Ab urbe condita

Titus Livius (Livy)

Livy. History of Rome, Volumes 1-2. Roberts, Canon, Rev, translator. London, New York: J. M. Dent and Sons; E. P. Dutton and Co., 1912.

Mangled and bleeding the boy rushed into the street and loudly complained of the usurer's lust and brutality.

A vast crowd gathered, and on learning what had happened became furious at the outrage offered to one of such tender years, reminding them as it did of the conditions under which they and their children were living.

They ran into the Forum and from there in a compact body to the Senate-house.

In face of this sudden outbreak the consuls felt it necessary to convene a meeting of the senate at once, and as the members entered the House the crowd exhibited the lacerated back of the youth and flung themselves at the feet of the senators as they passed in one by one. The strongest bond and support of credit was there and then overthrown through the mad excesses of one individual.

The consuls were instructed by the senate to lay before the people a proposal “that no man be kept in irons or in the stocks, except such as have been guilty of some crime, and then only till they have worked out their sentence; and, further, that the goods and not the person of the debtor shall be the security for the debt.”

So the nexi [*](The nexi were those who had given personal security, and if they failed to redeem themselves by payment on the given day, they were brought before the praetor to be adjudged(addictus) to the creditor, who then took them as his bondsmen.

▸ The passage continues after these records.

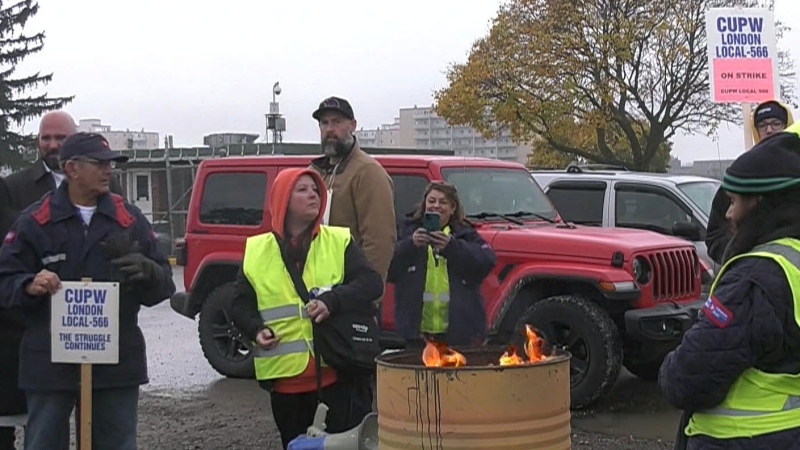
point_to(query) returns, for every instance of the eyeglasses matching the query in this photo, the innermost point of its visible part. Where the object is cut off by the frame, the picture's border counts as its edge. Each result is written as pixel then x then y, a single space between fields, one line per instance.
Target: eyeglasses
pixel 331 103
pixel 443 183
pixel 96 163
pixel 776 125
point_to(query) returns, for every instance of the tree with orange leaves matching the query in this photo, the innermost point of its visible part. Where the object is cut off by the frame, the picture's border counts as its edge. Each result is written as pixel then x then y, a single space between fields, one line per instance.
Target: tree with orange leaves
pixel 606 81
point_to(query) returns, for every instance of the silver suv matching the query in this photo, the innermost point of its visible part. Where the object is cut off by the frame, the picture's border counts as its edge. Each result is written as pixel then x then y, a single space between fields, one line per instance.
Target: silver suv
pixel 610 196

By these laws, therefore, the nexum as a form of security was declared illegal.) were released, and it was forbidden for any to become nexi in the future.

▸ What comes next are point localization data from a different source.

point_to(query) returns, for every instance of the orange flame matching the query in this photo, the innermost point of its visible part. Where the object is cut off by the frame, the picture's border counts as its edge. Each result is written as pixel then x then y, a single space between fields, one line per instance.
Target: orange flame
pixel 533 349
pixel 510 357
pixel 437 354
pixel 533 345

The[*](War with the Vestinians.) Samnite war, the sudden dejection of the Lucanians, and the fact that the Tarentines had been the instigators were quite sufficient in themselves to cause the senators anxiety.

Fresh trouble, however, arose this year through the action of the Vestinians, who made common cause with the Samnites The matter had been a good deal discussed, though it had not yet occupied the attention of the government. In the following year, however, the new consuls, L. Furius Camillus and Junius Brutus Scaeva, made it the very first question to bring before the senate.

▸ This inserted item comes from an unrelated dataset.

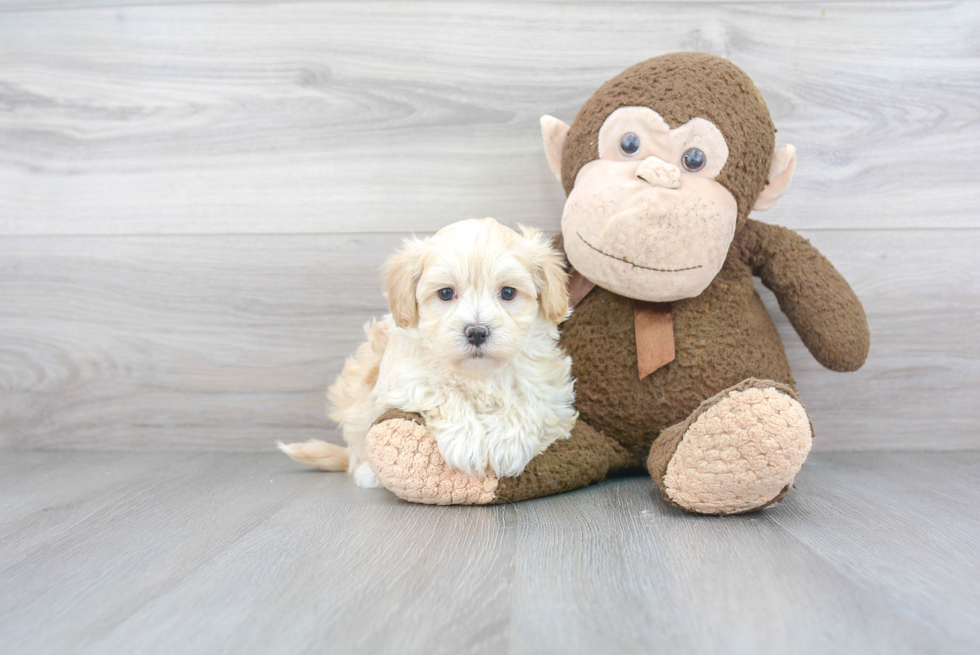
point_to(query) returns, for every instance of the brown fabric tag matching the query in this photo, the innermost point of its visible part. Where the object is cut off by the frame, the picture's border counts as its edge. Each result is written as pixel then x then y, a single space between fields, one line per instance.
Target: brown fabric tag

Though the subject was no new one, yet it was felt to be so serious that the senators shrank from either taking it up or refusing to deal with it They were afraid that if they left that nation unpunished, the neighboring states might be encouraged to make a similar display of wanton arrogance, while to punish them by force of arms might lead others to fear similar treatment and arouse feelings of resentment.

In fact, the whole of these nations —the Marsi, the Paeligni, and the Marrucini —were quite as warlike as the Samnites, and in case the Vestinians were attacked would have to be reckoned with as enemies.

The victory, however, rested with that party in the senate who seemed at the time to possess more daring than prudence, but the result showed that Fortune favours the bold.

The people, with the sanction of the senate, resolved on war with the Vestinians.

The conduct of that war fell by lot to Brutus, the war in Samnium to Camillus.

Armies were marched into both countries, and by carefully watching the frontiers the enemy were prevented from effecting a junction. The consul who had the heavier task, L. Furius, was overtaken by a serious illness and was obliged to resign his command.

He was ordered to nominate a Dictator to carry on the campaign, and he nominated L. Papirius Cursor, the foremost soldier of his day, Q. Fabius Maximus Rullianus being appointed Master of the Horse.

The two distinguished themselves by their conduct in the field, but they made themselves still more famous by the conflict which broke out between them, and which almost led to fatal consequences.

The other consul, Brutus, carried on an active campaign amongst the Vestinians without meeting with a single reverse. He ravaged the fields and burnt the farm buildings and crops of enemy, and at last drove him reluctantly into action.

A pitched battle was fought, and he inflicted such a defeat on the Vestinians, though with heavy loss on his own side also, that they fled to their camp, but not feeling sufficiently protected by fosse and rampart they dispersed in scattered parties to their towns, trusting to their strong positions and stone walls for their defence. Brutus now commenced an attack upon their towns.

The first to be taken was Cutina, which he carried by escalade, after a hot assault by his men, who were eager to avenge the heavy losses they had sustained in the previous battle. This was followed by the capture of Cingilia.

He gave the spoil of both cities to his troops as a reward for their having surmounted the walls and gates of the enemy.